Where Art Thou?

Readings for today: Genesis 3-5

Father, through your Holy Spirit, open my eyes and heart that I may receive the gift of your Word today. Grant me wisdom and understanding so that I may know how to walk more fully in the light of the Lord. 

Where art thou? What a question from God. It’s not like God can’t see Adam and Eve crouching in the bushes behind their fig leaves. The Psalmist is clear that there is no place I can hide from God. If I climb to the highest of heavens, God is there. If I plunge into the depths of the earth, God is there. If I rise on the wings of the morning and settle on the far part of the sea, even there God is waiting for me. Nothing is hidden from Him so why this question? What is God after with Adam and Eve? What is God after with me? Where are you, Doug? Where’s your head? Where’s your heart?
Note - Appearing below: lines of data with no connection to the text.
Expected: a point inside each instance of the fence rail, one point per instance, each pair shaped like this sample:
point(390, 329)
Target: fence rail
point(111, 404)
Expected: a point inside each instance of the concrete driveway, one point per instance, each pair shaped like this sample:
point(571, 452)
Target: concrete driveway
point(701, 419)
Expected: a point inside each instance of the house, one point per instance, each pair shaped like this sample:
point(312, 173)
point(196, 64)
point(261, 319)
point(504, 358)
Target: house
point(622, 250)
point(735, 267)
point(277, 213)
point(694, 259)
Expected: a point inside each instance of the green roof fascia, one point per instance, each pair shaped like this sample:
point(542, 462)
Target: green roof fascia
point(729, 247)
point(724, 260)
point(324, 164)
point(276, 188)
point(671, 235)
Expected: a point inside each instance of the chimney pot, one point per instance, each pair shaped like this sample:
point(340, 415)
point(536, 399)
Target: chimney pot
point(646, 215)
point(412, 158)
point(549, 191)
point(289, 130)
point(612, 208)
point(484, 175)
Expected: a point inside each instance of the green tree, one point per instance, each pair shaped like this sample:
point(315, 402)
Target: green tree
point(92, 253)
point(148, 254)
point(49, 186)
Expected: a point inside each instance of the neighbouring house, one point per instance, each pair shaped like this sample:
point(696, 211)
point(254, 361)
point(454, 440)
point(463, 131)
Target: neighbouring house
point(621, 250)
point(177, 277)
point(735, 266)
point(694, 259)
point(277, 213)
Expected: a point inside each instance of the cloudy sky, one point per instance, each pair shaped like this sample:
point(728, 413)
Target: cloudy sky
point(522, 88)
I am here waiting for you, Doug. Where are you? Why are you hiding? Why are you running? Why are you avoiding Me? Where are you, Doug? I miss our time together in the silence and solitude of each morning and evening. I miss our time together in worship. Where are you, Doug? 
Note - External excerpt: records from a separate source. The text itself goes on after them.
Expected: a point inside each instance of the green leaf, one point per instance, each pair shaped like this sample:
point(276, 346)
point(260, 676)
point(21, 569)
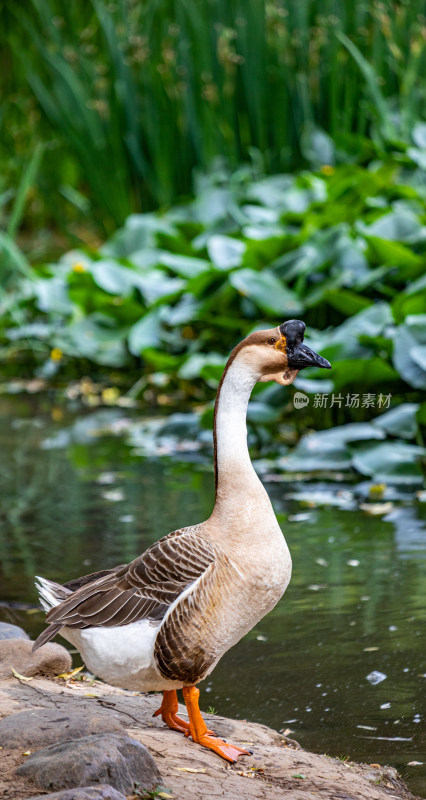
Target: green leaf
point(400, 421)
point(317, 146)
point(368, 373)
point(390, 462)
point(394, 253)
point(347, 302)
point(92, 338)
point(398, 226)
point(52, 295)
point(327, 450)
point(225, 252)
point(185, 266)
point(113, 277)
point(145, 333)
point(267, 291)
point(407, 358)
point(195, 364)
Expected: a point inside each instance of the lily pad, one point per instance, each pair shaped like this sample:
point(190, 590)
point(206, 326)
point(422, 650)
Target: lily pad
point(390, 462)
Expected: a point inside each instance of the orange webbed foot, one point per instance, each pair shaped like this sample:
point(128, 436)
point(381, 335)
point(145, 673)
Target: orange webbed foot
point(200, 732)
point(228, 751)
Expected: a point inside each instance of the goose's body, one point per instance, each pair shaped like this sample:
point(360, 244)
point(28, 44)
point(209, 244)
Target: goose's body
point(163, 621)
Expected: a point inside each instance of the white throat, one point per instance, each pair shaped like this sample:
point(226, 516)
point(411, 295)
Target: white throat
point(234, 467)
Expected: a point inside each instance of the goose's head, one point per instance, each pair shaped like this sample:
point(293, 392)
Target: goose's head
point(278, 354)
It’s a powerful question for reflection. It reminds me that God is ever seeking after me. Relentlessly pursuing me. He will not rest until He tracks me down. My heart is so prone to wander. I am so easily distracted. The cares and the worries of this world cause me a lot of anxiety. My desires can be all over the map. Physically, I am getting older and I can feel my body breaking down. I have more aches and pains than in previous years. The toll I’ve taken on my body is catching up to me. My shoulders ache. My back hurts. I can’t do the things I once was able to do. Mentally, I continue to grow but I too often fill my mind with all sorts of unnecessary things. I do not think on what is noble or true or righteous or good but instead I allow myself to get drawn into the anger and frustration and bitterness that plagues so much of our world. Emotionally, I am learning. As a young boy, I learned to bury my emotions as a coping mechanism and have spent my entire life feeling stunted as a result. I feel deeply but cannot seem to find ways to express it. I have a hard time shedding tears. I do not let myself get too up lest I become disappointed or too down lest I feel weak. I keep a tight rein on my emotions because I am not sure I am safe. Spiritually, I know my sin. It is ever before me. I know my failures before the Lord. I know I do things I ought not to do and don’t do things I should do. Where are you, Doug? 
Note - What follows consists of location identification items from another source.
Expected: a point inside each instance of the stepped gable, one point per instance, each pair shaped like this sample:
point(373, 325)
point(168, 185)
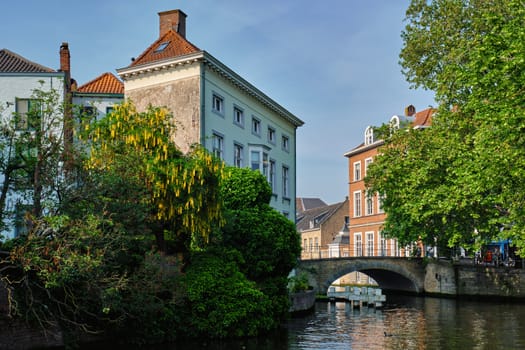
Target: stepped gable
point(106, 83)
point(11, 62)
One can easily see my natural bent to be self-critical. ;-) But the above certainly does not define me and does not tell the whole story. When answering this question before the Lord, I must also acknowledge the many ways I have grown in my life. Yes, my body is breaking down and yet I enjoy good health. I get a good night’s sleep. I exercise regularly. I eat well. I pay attention to how I physically feel. I maintain an active lifestyle. I want to honor God with my body. Mentally, I am sharp. I read the Bible daily. I read books that encourage and equip and help me think more deeply about my faith. I use my intellectual gifts to serve others and to build up the Body of Christ and I know God is pleased. Emotionally, I have come a long way. I am learning to express my feelings to those I love. I am learning to identify the lies I tell myself. I am becoming more comfortable with naming my feelings and talking about them. This, in turn, has helped me become a better listener. A more empathetic and sympathetic person. Someone who is emotionally safe for others. Spiritually, I am more like Christ than ever. God has done a great work in my life. He has drawn near to me as I have drawn near to Him. He has honored every moment spent in prayer and in His Word and in worship. He has literally re-shaped how I view the world. How I understand life. He has re-ordered my desires. These things are just as true for me as the self-critique. In fact, an honest look at my life would say they are more true of me. 

For many years, my prayer has been “less of me, Jesus, more of you.” I have longed to decrease so that Christ may increase in my life. The only way that can happen is by intentionally dwelling in God’s presence. By living my life ever before Him, I become who He created me to be. Becoming like Christ has nothing to do with my work, it is a byproduct of being present before God. Perhaps this is why I find God’s question to Adam so heartbreaking. Where are you, Adam? As a father, I know what it’s like to feel distant from one’s children. It’s the worst feeling in the world. To not know where they are physically, emotionally, mentally, spiritually. To not feel connected to the one you love most. God must have felt all these feelings and more when He asked the question and His hope was for Adam’s return. Sadly, Adam and Eve chose to blame-shift. They chose to justify themselves. They chose the path of sin. How different things would be if they had torn off those fig leaves, confessed their sin, and humbled themselves before God! How different things would be in my own life if I too would stop trying to hide and vulnerably, authentically, honestly approached my Savior.